Live Review: Bombay Bicycle Club at Earls Court

  • By david
  • 15 Dec 2014
  • Event Date 15 Dec 2014
Bombay Bicycle Club at Earls Court

Joined by David Gilmore onstage, Bombay Bicycle Club brought the curtain down on London’s iconic Earls Court last night (Saturday 13th).

 

Humble, endearing and infinitely fascinating, the London-based outfit made the transition from club to arena effortlessly; all it seems without the grotesque formulation of slicked back hair and Elvis Presley impersonations (ahem, looking at you Mr Turner). Indeed, whilst they indulged the sell-out crowd with ticker tape and pyrotechnics, it didn’t feel forced or as part of an elaborate, arena checklist written by Chris Martin.

 

Born out of an era of somewhat vulgar indie, the ability of Bombay Bicycle Club to execute constant reinvention without losing an appreciation of what has gone before is what defines and sustains them. This is equally true of their live set, as whilst we jump between indie, acoustic and rich, electronic pop, there never lacks a sense of cohesion.
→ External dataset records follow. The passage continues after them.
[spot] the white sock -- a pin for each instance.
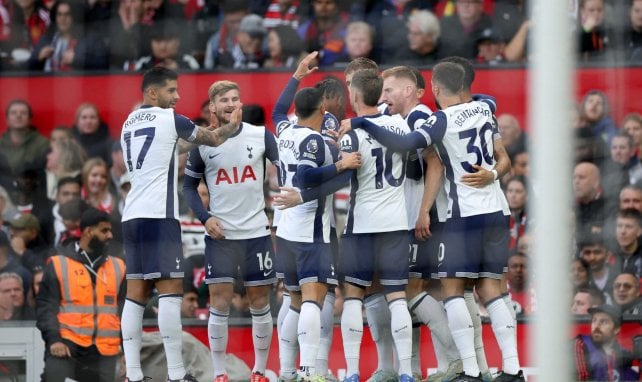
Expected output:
(415, 358)
(217, 331)
(169, 325)
(309, 333)
(378, 316)
(327, 329)
(432, 313)
(473, 310)
(352, 333)
(131, 325)
(461, 327)
(283, 311)
(261, 336)
(289, 344)
(503, 323)
(401, 329)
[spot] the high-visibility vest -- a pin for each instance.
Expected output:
(89, 313)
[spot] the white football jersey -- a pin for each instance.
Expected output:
(308, 222)
(464, 134)
(149, 137)
(377, 201)
(235, 174)
(415, 168)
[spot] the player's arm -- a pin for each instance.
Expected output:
(216, 137)
(432, 182)
(283, 103)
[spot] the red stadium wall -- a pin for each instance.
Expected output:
(241, 337)
(55, 98)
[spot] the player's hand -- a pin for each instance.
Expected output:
(214, 228)
(288, 198)
(346, 127)
(306, 66)
(349, 161)
(478, 179)
(422, 227)
(60, 350)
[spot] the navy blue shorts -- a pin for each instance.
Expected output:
(423, 254)
(386, 253)
(153, 249)
(251, 259)
(475, 246)
(306, 262)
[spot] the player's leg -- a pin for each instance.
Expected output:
(391, 252)
(495, 255)
(138, 292)
(258, 268)
(461, 248)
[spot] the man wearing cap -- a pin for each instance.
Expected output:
(79, 304)
(599, 356)
(247, 52)
(26, 242)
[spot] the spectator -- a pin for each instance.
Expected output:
(165, 50)
(28, 23)
(590, 205)
(247, 51)
(595, 37)
(84, 350)
(325, 31)
(458, 31)
(599, 356)
(26, 243)
(95, 181)
(65, 159)
(632, 124)
(518, 283)
(359, 40)
(594, 111)
(580, 272)
(626, 293)
(586, 298)
(68, 189)
(634, 39)
(21, 143)
(513, 137)
(285, 48)
(517, 197)
(12, 284)
(593, 251)
(282, 12)
(91, 132)
(223, 41)
(490, 47)
(628, 254)
(423, 37)
(11, 264)
(66, 45)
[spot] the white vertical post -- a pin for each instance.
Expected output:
(551, 81)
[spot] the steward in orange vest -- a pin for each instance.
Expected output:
(79, 304)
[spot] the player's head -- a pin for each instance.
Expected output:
(160, 87)
(399, 89)
(447, 80)
(308, 102)
(360, 63)
(334, 96)
(224, 97)
(365, 88)
(468, 69)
The constants in the heart-warming vocals of singer Jack Steadman, as well as the ever-present melodical precision of the group as a collective allows them to dip their toes in various pools, without stepping too far from familiarity.

 

In a set for which toed and froed between the eclectic offerings from each of the band's four albums, the band opened with Overdone, before storming through fan favourites Shuffle and Lights Out, Words Gone. Frequent collaborator Liz Lawrence comes in-and-out of the set, who tonally serves to highlight Steadman’s vocal merit, despite his somewhat unassuming style as a frontman. Indeed, amid her delightful melodic synergy with Steadman, his sparkling lyricism becomes evident, none more so than in a particularly haunting rendition of Home By Now.

 

Inevitably, all was upstaged by the appearance of David Gilmore who joined Steadman and co onstage halfway through the set to play steel guitar on Rinse Me Down, before taking to an acoustic for a rendition of Wish You Were Here, much to the adulation of the sell-out crowd. The mere appearance of Gilmore - who has himself graced Earls Court on a number of occasions - pays a fitting tribute as to the legitimacy of Bombay Bicycle Club’s transcending into the higher brackets of music’s standings.

 

Perhaps pleasingly for Bombay, songs from their most recent release So Long, See You Tomorrow resonated equally, if not more so, than older favourites such as Evening/Morning. Indeed, despite boasting a PA rival only to that used at the Death Star Christmas party, Earls Court was at times almost totally drowned out by the crowd. This, evident in tracks such as Feel and Luna for which burst with colour and energy, producing hysteria in the carnival-like finale of Earls Court’s last hurrah.

 

With the night coming to a close, the addition of a brass section within Always Like This, raised chaos before guitarist Jamie MacColl called upon the adoring crowd to ‘give… a fitting tribute’ to Earl’s Court in their finisher Carry Me. Heeding to MacColl’s call faithfully, echoes of ‘You Carry! You Carry! You Carry Me!’ bounced off the walls of the London Underground long after the doors of Earls Court had shut for the final time; this, a night that added yet further sparkle to an already faultless 2014 for the Mercury Award nominees.